DÍLI, 24 de março de 2026 (RAFA.tl) – O Governo do estado australiano de Nova Gales do Sul, defendeu hoje a introdução de protocolos de emergência semelhantes aos adotados durante a pandemia da Covid-19 para gerir a escassez de combustível que está a paralisar o estado.
Chris Minns, chefe do Governo de NSW disse que as medidas deveriam incluir sistemas de distribuição prioritária, restrições de compra e coordenação centralizada entre distribuidores, retalhistas e governo.
Minns confirmou que 105 postos de combustíveis estão sem gasóleo no estado, “quase exclusivamente nas regiões” interiores, e que 35 “não têm acesso a nenhum tipo de combustível”.
A dimensão do problema estende-se muito além de Nova Gales do Sul.
A última contagem nacional aponta para mais de 250 postos de abastecimento sem pelo menos um tipo de combustível em três estados: em Queensland, 47 postos estão sem gasóleo e 32 sem gasolina e em Vitória, 109 postos estão sem pelo menos um tipo de combustível, incluindo 50 sem gasóleo.

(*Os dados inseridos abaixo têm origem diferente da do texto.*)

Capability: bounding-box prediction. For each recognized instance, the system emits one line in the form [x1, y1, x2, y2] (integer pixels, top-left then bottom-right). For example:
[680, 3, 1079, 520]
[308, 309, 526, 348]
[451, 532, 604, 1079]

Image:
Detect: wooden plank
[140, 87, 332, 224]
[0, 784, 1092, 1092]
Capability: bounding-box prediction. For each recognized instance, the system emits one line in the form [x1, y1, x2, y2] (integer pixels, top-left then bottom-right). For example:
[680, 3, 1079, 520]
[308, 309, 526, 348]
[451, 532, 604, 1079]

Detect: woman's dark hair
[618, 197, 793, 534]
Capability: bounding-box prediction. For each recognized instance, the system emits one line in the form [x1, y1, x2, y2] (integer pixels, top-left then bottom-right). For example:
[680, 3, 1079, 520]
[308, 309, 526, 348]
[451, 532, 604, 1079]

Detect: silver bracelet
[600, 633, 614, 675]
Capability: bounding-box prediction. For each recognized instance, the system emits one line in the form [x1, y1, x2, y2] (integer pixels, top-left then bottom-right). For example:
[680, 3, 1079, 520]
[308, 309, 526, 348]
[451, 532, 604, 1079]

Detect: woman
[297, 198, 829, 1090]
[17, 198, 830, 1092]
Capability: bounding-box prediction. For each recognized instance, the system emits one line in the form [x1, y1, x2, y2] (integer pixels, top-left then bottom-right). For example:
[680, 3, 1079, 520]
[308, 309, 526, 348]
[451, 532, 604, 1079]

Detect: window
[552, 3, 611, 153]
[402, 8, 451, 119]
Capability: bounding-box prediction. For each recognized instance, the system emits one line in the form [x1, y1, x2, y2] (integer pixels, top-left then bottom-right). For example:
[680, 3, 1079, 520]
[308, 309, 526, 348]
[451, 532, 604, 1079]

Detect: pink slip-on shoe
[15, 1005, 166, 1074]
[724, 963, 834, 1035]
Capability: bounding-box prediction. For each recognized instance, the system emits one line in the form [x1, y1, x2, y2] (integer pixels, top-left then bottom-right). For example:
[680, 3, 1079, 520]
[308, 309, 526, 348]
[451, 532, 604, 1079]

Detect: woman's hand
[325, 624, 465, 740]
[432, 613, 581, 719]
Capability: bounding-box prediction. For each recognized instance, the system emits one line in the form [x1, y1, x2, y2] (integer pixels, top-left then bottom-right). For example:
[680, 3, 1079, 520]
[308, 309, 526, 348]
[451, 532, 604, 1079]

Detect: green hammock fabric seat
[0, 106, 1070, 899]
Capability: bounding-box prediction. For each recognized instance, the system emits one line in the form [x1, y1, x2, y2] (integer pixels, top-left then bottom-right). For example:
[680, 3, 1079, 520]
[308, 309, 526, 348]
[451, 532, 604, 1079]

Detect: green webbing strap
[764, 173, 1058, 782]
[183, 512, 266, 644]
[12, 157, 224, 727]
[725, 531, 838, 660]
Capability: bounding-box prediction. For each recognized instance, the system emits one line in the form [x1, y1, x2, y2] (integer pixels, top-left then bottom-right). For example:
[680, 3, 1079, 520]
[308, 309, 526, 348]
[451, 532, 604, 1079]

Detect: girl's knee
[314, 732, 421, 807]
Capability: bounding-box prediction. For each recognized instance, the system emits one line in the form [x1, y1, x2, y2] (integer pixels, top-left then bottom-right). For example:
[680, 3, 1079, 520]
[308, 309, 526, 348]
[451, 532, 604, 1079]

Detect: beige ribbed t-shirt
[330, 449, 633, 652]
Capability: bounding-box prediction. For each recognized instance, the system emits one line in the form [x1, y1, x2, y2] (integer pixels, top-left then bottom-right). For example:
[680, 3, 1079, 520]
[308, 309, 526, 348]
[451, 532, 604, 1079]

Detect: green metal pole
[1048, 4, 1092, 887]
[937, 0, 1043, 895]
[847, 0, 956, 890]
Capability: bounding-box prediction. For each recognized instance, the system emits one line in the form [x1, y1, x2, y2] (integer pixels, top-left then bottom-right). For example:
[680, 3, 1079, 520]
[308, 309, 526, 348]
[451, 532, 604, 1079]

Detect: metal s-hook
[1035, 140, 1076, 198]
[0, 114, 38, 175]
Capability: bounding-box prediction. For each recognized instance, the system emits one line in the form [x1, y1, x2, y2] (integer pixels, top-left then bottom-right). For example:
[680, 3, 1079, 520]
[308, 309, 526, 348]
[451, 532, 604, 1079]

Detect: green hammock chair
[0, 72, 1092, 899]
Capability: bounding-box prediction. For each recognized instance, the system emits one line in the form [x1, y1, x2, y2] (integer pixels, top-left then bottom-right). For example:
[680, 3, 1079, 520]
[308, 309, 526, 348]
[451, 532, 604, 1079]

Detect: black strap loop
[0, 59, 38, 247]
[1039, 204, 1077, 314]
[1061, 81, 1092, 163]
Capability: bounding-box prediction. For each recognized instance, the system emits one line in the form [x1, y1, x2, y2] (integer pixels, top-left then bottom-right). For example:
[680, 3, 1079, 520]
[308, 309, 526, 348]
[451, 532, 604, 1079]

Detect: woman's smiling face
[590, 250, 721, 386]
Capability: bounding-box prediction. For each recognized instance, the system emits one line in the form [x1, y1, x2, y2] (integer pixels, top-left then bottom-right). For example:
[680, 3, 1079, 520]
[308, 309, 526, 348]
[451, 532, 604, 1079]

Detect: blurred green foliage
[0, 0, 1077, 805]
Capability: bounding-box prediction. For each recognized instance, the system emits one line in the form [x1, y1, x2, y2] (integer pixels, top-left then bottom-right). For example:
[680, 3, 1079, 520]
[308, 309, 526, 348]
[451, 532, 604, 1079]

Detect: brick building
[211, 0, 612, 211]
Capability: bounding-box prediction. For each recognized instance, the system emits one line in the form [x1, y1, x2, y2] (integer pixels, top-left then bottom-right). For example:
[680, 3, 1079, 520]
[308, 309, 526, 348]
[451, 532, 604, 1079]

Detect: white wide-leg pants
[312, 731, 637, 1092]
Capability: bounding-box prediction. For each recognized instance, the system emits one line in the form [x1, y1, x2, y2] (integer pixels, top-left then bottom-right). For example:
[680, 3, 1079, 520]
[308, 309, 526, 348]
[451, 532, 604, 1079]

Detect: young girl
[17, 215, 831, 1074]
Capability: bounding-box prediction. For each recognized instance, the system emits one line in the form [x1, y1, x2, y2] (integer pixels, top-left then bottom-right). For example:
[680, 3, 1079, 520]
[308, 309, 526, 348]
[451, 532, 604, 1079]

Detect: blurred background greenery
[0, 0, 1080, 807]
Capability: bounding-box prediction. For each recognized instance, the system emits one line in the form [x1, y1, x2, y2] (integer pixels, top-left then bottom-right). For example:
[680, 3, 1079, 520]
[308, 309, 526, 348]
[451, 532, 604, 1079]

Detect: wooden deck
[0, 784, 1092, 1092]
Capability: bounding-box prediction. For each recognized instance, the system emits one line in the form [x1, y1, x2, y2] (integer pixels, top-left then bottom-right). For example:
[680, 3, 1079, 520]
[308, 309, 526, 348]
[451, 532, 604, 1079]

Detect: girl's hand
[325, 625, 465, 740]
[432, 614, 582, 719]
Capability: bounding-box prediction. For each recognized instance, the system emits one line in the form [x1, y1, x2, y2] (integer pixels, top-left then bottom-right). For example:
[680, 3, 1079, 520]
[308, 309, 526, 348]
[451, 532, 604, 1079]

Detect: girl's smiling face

O ministro federal da Energia, Chris Bowen, admitiu no Parlamento ter participado em “planeamento de contingência prudente” que incluiu cenários de racionamento formal – embora tenha sublinhado que essa medida extrema está ainda “muito longe”.
O colapso no abastecimento resulta de três fatores que convergiram em simultâneo: compras em pânico que dobraram a procura normal em apenas dez dias, o cancelamento de seis navios-tanque com destino à Austrália por parte de fornecedores asiáticos, e o bloqueio iraniano ao Estreito de Ormuz, que cortou 20% da capacidade global de fornecimento de petróleo.
A Austrália importa 80% do seu combustível refinado de refinarias asiáticas – sobretudo da Coreia do Sul, o maior fornecedor individual, da Malásia, de Singapura e da China – todas elas dependentes de crude que passa pelo Médio Oriente.
Bowen confirmou que a corrida para substituir os embarques cancelados está a estender as cadeias de abastecimento até ao Texas e ao México, o que alonga os prazos de entrega em várias semanas.
O impacto mais grave faz-se sentir nas regiões e nas comunidades mais isoladas.
Em Robinvale, por exemplo, o racionamento foi fixado em 50 dólares australianos por veículo após os postos esgotarem o combustível, com o proprietário da estação, Nathan Falvo, a classificar a situação como “a pior em 25 anos” e a dar prioridade a agricultores em detrimento de automobilistas comuns.
Dubbo e Broken Hill registam filas que se estendem por quarteirões.
As comunidades indígenas enfrentam riscos de isolamento total, tendo já sido organizadas entregas de emergência por via aérea.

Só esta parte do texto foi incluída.